Lately my biggest parenting frustration has been clean up time. I have visions of one day experiencing the phenomenon of all dirty clothes residing in the hamper instead of finding shirts and socks dribbled into myriad puddles on the floor. I also have visions of calling out cheerfully, “Okay kids, time to clean up!” and hearing sweet choruses of “Yes, Mommy!” followed by children darting past, this way and that, returning books to their shelves and dolls to their beds. One day my decorative pillows will find their way back to the sofa without my help, and one day art projects will be put away as exuberantly as they were begun. But for now, the word of the day is chaos, and because I’m not naturally inclined toward cleaning either, I find it the most relationally-damaging part of our day. My frustration mounts as their energy wanes, and all of our joy is stolen.
Problem number one is what I just confessed: I don’t like cleaning. I am notoriously unorganized, and I have this subconscious theory that once something is cleaned it should stay that way forever, or at least for a very long time. So my kids pick up on that. You know the phrase, “More is caught than taught”? Well, I need to be contagious. My expectations for my children cannot be higher than what I have attained. There is no way for me to expect them to be better than me. So when I choose to mop under the table for every. single. meal. instead of reasoning that one should only have to mop once a week, or, more realistically, once a day, I’m showing them that cleanliness is important to me. That leaving a mess is not acceptable, for me or for them.

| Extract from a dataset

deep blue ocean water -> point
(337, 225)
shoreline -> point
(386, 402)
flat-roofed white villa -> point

Problem two goes a little further. On the one hand, I cannot expect more of them than I expect of myself, but I also cannot expect more of them than they are currently capable of accomplishing. Perhaps wanting my two-year-old to make her bed so that it doesn’t look worse than before she started is an unreasonable expectation. Perhaps also, expecting that my kids will clean up after themselves is unreasonable because it is not a habit we have formed together. I do believe that a seven-year-old is capable of cleaning up after himself. But if said seven-year-old has only been doing so inconsistently at best, then my expectations are too high.
So I’ve been thinking about some solutions. I want a clean house, but more importantly, I want children with habits of cleanliness and tidiness, and an awareness of tasks around them needing action. So I’m looking for a plan that takes into account their abilities and tendencies, as well as my own.
There’s a book called The House That Cleans Itself that teaches housecleaning success by making sure that clean-up is convenient. So step one is to put a trash can (or dirty clothes hamper) in every room, easily accessible. Make sure all items have a home that is easily accessible and convenient to where it will be used. Put cleaning supplies in every location where they will be used so they don’t migrate. My favorite idea was to close off spaces where things tend to get stashed (like blocking off the opening under beds so that no one can shove clothes or toys under there). Basically, I’m making this habit convenient and easy. Which means that obedience and cleanliness and general happiness will also be convenient and easy.
Habits take time to form. If I want my daughter to develop a habit, I need to be right in the trenches with her. It might mean we don’t leave each other’s sides for a week or two, or that my reins are a bit tighter than normal. But it’s a sacrifice that will pay off! If I stay constantly aware of her projects, where she is and what she has out, I can remind her to put things away as she finishes with them instead of finding the mess later, correcting it, and still missing the chance to build habit.
I also need to remember my kids aren’t adults. They will eventually learn the process of cleaning up, but for now, they need me to sit beside them and say, “Okay, now let’s look for all the red pieces and put them here!” Or, “Look around for any doll clothes and put them away first!” Or even, “Books go back on the shelf this way; push the books to one side so there is room for yours to slide in straight.” (Alternatively, The House that Cleans Itself mentions that putting books into baskets is way easier for kids than shelves, and usually much more successful).
For the past two weeks, I’ve tried to loosen up my expectations and play with my kids more often than not, and I have to say, we’ve had a lot more sunshine and cheer than before!
I’d love to hear what success (or failures!) you’ve had with your kids when it comes to cleaning up after themselves. And if you’ve ever gotten your house to clean itself!